There are many federal and state laws that prohibit, regulate
and condition certain aspects of artifact collecting on federal,
state and private lands. Artifact collecting is not prohibited
outright, but there are many restrictions. As federal, state
and local law enforcement officers become familiar with the laws,
investigations and arrests are increasing.
State Property - To surface collect, metal detect, or dig
on any state property, you must have a permit from the Department
of Natural Resources. State property includes state parks, historic
sites, wildlife management areas, recreation areas, and forests,
as well as state highway rights-of-way, navigable river and stream
bottoms, and the coast out to three miles.

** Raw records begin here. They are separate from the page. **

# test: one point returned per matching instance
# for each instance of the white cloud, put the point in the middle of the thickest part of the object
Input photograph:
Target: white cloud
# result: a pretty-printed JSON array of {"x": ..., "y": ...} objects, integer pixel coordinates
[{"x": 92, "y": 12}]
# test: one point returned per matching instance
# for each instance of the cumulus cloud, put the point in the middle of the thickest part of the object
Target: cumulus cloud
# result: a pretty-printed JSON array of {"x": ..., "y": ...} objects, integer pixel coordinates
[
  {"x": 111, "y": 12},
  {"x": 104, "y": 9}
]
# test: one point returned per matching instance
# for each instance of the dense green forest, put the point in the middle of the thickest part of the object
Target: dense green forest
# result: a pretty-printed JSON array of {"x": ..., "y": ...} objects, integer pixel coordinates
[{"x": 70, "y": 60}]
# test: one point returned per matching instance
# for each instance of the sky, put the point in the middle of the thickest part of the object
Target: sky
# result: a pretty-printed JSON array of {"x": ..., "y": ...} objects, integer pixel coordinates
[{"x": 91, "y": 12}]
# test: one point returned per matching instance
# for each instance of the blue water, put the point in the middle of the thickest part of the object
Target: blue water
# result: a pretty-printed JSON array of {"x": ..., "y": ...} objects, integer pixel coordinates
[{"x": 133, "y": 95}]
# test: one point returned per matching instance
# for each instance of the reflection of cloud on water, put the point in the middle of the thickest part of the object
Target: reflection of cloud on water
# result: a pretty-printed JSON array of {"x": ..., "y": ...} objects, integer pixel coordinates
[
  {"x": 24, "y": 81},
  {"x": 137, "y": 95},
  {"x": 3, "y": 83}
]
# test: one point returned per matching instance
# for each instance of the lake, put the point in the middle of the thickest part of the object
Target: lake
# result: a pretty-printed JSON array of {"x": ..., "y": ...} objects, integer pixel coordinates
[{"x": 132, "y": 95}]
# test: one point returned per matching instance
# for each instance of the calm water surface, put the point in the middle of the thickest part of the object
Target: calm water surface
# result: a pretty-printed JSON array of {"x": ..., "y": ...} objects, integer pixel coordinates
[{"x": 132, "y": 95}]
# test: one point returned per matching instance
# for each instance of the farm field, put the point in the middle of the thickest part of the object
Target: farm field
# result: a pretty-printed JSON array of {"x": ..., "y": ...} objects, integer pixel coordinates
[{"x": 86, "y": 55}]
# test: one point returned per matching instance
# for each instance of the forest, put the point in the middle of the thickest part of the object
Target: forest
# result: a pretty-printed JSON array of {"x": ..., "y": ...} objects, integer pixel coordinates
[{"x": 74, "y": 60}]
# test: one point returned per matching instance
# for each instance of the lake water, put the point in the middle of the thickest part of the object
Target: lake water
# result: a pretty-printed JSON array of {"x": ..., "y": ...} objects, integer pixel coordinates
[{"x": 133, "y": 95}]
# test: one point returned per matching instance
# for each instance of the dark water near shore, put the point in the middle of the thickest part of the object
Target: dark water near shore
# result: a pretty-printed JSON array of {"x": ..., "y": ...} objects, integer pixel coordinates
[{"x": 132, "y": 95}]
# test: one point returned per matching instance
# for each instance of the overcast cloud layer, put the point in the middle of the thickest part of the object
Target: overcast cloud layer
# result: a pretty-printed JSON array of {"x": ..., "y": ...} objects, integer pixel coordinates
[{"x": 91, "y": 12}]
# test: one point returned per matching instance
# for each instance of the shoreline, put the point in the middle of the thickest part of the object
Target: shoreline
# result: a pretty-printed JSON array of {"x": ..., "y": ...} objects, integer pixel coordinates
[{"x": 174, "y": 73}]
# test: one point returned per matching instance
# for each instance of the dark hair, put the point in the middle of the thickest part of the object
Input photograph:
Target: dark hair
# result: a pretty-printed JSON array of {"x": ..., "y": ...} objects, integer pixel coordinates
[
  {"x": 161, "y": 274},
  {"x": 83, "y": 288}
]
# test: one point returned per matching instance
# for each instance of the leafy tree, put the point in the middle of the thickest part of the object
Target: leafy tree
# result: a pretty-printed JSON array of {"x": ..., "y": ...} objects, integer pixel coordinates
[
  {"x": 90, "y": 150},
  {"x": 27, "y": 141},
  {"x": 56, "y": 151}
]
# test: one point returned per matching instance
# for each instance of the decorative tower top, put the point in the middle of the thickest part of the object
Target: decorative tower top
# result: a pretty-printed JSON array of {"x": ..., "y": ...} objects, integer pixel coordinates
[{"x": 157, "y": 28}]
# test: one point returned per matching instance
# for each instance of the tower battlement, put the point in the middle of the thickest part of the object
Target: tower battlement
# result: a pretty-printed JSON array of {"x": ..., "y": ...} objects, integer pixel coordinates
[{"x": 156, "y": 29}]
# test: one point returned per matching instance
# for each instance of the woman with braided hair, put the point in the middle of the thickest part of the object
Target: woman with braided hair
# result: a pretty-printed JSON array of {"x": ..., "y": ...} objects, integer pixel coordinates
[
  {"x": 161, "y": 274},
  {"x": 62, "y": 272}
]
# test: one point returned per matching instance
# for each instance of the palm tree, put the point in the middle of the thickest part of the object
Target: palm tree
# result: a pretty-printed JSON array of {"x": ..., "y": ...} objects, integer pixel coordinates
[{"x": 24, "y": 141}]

Official Code of Georgia
sections (OCGA) dealing with the protection of archaeological materials
include OCGA 12-3-10, OCGA 12-3-52; and OCGA 12-3-80 to 83.
Federal Property - Generally, it is illegal to surface
collect, metal detect, or dig on any federal lands without a federal
permit. Federal lands in Georgia include Corps of Engineers lakes,
U.S. Forests, National Parks, National Wildlife Preserves and military
bases. The Archaeological Resources Protection Act of 1979 (ARPA)
and the Native American Grave Protection and Repatriation Act of
1990 (NAGPRA) deal with the protection of archeological materials
on federal lands.
Other Property - It is legal to surface collect non-burial
artifacts with permission from the landowner. It is illegal to
dig in any way (including metal detector hits) on archeological
sites without written permission of the landowner and notification
to the Georgia Department of Natural Resources in advance
of the digging (OCGA 12-3-621). It is illegal to expose, remove,
or otherwise disturb human burials (OCGA 31-21-44), except when
part of a legitimate archeological excavation (OCGA 31-21-6). Otherwise,
if suspected human remains are encountered, they must be protected
from harm and reported to local law enforcement immediately (OCGA
Professional archeologists working in compliance with Section
106 of the National Historic Preservation Act are exempt from some
of the above restrictions, but must obtain landowner permission
and permits to work on state or federal lands.